The activations of the i’th neuron \(h_{i}\) were calculated as a synaptically weighted sum of the input firing rates multiplied by the synaptic weights:

$$h_{i} = \sum\nolimits_{j} {x_{j} w_{ij} }$$
(5)

In more detail, the separate component inputs to a pyramidal cell i add as follows:

$$h_{i} = \sum\nolimits_{k} {x_{k} w_{ik}^{{{\text{comp}}}} } + \sum\nolimits_{l} {x_{l} w_{il}^{{{\text{rec}}}} } + \sum\nolimits_{m} {x_{m} w_{im}^{{{\text{bp}}}} }$$
(6)

There were separate fixed scale factors for the three types of synapse onto a neuron, forward \(w_{ik}^{{{\text{comp}}}}\), recurrent \(w_{il}^{{{\text{rec}}}}\), and backprojection \(w_{im}^{{{\text{bp}}}}\), with the recurrent and backprojection synapses set to a low value (0.1 as the default, but explored as described in the “Results”) as they should leave the forward inputs to dominate the activations during learning, but should support short-term memory and recall, respectively, when there are no forward inputs.

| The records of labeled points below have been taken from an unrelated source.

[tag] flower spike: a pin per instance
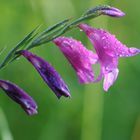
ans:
(80, 58)
(109, 50)
(19, 96)
(105, 10)
(48, 73)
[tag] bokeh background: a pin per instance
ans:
(91, 114)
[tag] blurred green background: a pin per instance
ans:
(91, 114)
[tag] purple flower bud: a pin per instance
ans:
(48, 73)
(114, 12)
(19, 96)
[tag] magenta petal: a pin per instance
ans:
(102, 39)
(110, 78)
(19, 96)
(80, 58)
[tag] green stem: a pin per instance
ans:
(93, 106)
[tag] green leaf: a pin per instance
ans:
(11, 54)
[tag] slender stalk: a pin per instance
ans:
(93, 105)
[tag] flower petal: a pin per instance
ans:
(108, 42)
(48, 73)
(19, 96)
(80, 58)
(110, 78)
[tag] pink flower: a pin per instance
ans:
(80, 58)
(109, 50)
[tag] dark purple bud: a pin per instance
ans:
(114, 12)
(19, 96)
(48, 73)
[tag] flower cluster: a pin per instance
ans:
(108, 51)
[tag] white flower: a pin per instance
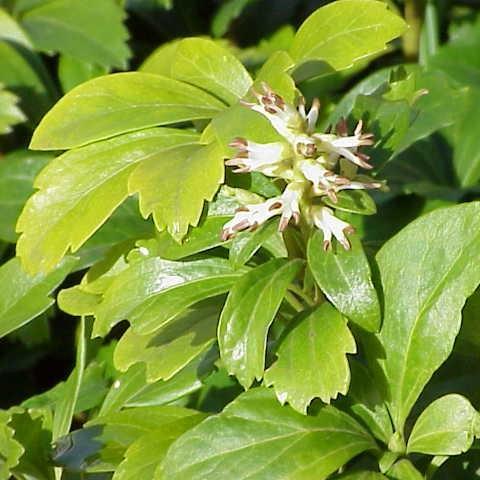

These scale factors might be set in the cortex by the size of the type of synapse, whether it is close to or far from the cell body, etc. Each type of input had nSyn synapses, resulting in 3 * nSyn inputs to each neuron. nSyn was set by default to the same value as N, that is, to 100. To initialise the network, all synapses were set to uniform random values in the range 0–1, and then the length of the synaptic weight vector on each output neuron was normalised (i.e. set to a length of 1). This and the positive training patterns ensured that all synaptic weights were greater than or equal to zero.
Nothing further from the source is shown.